An example is solid naphthalene with a molar mass of 128 g/mol, melting point of 80OC (353K) a solid vapour pressure of 10.9 Pa and solubility of 33 mg/L. At 25OC, F is 0.286, thus the corresponding liquid state values are 38.1 Pa and 115.4 mg/L or 0.90 mol/m3 and 0.00090 mol/L. At a low concentration in air and water the effective reference or saturation state is that of the liquid, thus at 1% of saturation the fugacity or partial pressure of naphthalene is 0.381 Pa, the concentration in water is 1.154 mg/L and the activity is 0.01. The activity corresponding to the solid state vapour pressure and solubility is 0.286, the fugacity ratio. An implication is that naphthalene cannot exist in solution in air or water at conditions exceeding an activity of 0.286 because at higher activities solid naphthalene will phase separate or ‘precipitate’ from solution. High melting point solids such as hexachlorobenzene may be unable to achieve concentrations and activities necessary to cause toxic effects (Di Toro et al, 1991). This constraint does not necessarily apply to liquid mixtures of high melting point solids such as commercial polychlorinated biphenyls (PCBs), crude oils and petroleum products (Kipka and Di Toro, 2009).
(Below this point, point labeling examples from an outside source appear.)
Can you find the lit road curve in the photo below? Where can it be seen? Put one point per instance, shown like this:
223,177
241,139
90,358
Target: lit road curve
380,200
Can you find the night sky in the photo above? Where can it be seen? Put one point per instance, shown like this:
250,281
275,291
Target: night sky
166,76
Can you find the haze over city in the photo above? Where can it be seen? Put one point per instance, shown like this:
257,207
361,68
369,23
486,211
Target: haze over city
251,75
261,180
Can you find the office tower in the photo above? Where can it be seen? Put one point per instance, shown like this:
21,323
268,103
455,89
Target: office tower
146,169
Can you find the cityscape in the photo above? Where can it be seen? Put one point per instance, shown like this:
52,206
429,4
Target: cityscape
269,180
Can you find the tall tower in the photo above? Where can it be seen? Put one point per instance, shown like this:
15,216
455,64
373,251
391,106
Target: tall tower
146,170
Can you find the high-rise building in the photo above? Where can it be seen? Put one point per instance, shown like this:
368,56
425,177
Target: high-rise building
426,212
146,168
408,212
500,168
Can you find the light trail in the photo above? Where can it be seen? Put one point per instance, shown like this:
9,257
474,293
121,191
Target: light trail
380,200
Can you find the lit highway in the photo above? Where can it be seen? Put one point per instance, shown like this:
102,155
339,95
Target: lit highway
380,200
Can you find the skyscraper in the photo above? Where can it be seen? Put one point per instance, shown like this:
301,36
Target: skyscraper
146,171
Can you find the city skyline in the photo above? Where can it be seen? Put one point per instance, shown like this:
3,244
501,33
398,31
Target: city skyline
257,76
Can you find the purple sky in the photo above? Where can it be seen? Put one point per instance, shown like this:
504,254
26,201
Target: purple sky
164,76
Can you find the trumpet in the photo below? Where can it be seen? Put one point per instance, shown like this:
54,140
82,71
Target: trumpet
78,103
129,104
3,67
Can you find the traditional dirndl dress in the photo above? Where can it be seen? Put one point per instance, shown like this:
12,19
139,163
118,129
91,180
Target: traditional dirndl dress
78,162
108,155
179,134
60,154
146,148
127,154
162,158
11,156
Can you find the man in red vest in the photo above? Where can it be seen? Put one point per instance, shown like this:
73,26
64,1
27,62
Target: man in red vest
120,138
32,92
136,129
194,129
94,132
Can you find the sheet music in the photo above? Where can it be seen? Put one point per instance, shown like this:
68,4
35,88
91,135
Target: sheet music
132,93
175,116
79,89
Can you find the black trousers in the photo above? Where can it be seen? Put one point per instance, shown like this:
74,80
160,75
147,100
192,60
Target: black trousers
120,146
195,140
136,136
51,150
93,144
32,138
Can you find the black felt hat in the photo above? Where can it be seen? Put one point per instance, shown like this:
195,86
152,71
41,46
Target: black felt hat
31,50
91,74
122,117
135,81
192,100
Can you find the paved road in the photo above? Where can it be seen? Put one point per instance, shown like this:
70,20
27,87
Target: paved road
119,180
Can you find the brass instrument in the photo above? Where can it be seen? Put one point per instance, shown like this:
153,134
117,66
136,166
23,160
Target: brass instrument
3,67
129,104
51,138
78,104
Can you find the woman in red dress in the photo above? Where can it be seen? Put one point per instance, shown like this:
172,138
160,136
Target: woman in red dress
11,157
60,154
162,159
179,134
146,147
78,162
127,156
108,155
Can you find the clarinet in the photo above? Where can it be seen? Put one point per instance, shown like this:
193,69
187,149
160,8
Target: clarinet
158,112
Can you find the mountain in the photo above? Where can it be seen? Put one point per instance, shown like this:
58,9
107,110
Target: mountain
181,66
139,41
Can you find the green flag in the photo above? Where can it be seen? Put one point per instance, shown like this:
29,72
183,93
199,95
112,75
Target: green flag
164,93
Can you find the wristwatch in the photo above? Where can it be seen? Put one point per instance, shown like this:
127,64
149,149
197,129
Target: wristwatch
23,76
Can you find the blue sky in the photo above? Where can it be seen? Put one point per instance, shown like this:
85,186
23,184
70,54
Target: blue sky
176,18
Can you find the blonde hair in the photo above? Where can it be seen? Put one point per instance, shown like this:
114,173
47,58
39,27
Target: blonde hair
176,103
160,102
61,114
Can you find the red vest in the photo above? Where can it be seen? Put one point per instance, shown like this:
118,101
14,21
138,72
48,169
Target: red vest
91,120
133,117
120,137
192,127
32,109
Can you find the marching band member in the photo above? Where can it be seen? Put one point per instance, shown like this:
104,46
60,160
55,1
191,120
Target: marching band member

It is apparent from the work of Mackay et al (2009, 2011) that Ferguson’s hypothesis appears to be valid and that the use of chemical activity provides an estimate of toxic potency for narcotic chemicals within an order of magnitude. As such, chemical activity is a preferred metric over the use of chemical concentrations, which can span several orders of magnitude in environmental and toxicity testing media. It should be noted that the relatively simplistic chemical activity / toxicity concept cannot be applied to non-narcotics because the toxicity of chemicals with specific mode(s) of action do not have a simple relationship between toxicity and hydrophobicity. The potency of such chemicals is greater than baseline (narcotic toxicity) because these chemicals have a tendency and/or ability to interact with biological processes in organisms through non-hydrophobic and more specific modes of action / binding mechanisms (e.g. hydrogen bonding, ionic interactions or covalent bonding). Thus, screening out chemicals with toxicity exceeding baseline toxicity is seen as one of the advantages of using the chemical activity approach (Mackay et al, 2009). More recently, the Target Lipid Model (TLM) has been successful in expressing the toxicity of narcotic chemicals to aquatic organisms (Kipka and Di Toro, 2009; McGrath and Di Toro, 2009). The TLM is consistent with these concepts of narcosis in that chemical toxicity is induced by a relatively constant concentration of the chemical (e.g. hydrocarbons) in lipid membranes causing loss of essential function. For structurally similar substances, the lipid concentration is proportional to the chemical activity because their activity coefficients in octanol and probably in lipids, are similar (Xiao and Wania, 2003). Mayer et al (2009) also observed similar activities for a range of PAHs in several lipid types. The TLM has been successfully applied within the CONCAWE PETROTOX model, which has been used to predict the aquatic toxicity of various petroleum distillate substances as part of EU REACH registration requirements (McGrath et al, 2005; Redman et al, 2007; 2012).

An ECETOC Task Force was set up to consider the value of CBB related strategies such as activities as defined by phase equilibrium thermodynamics. The aim was to evaluate the potential for the activity framework to contribute to more effective risk assessment by integrating information on chemical structure and properties, MoA, acute and chronic effects for a range of aquatic organisms. In doing so the observed variability in activity levels corresponding to toxicity and time to steady state and equilibrium, and how activity may assist in the assignment of toxic MoAs was addressed. If successful, the activity concept or hypothesis could be applied in the regulatory process as a ‘weight of evidence’ component for toxicity evaluation and eventually applied predictively to reduce the number and cost of acute and chronic toxicity studies and animal usage in a regulatory context.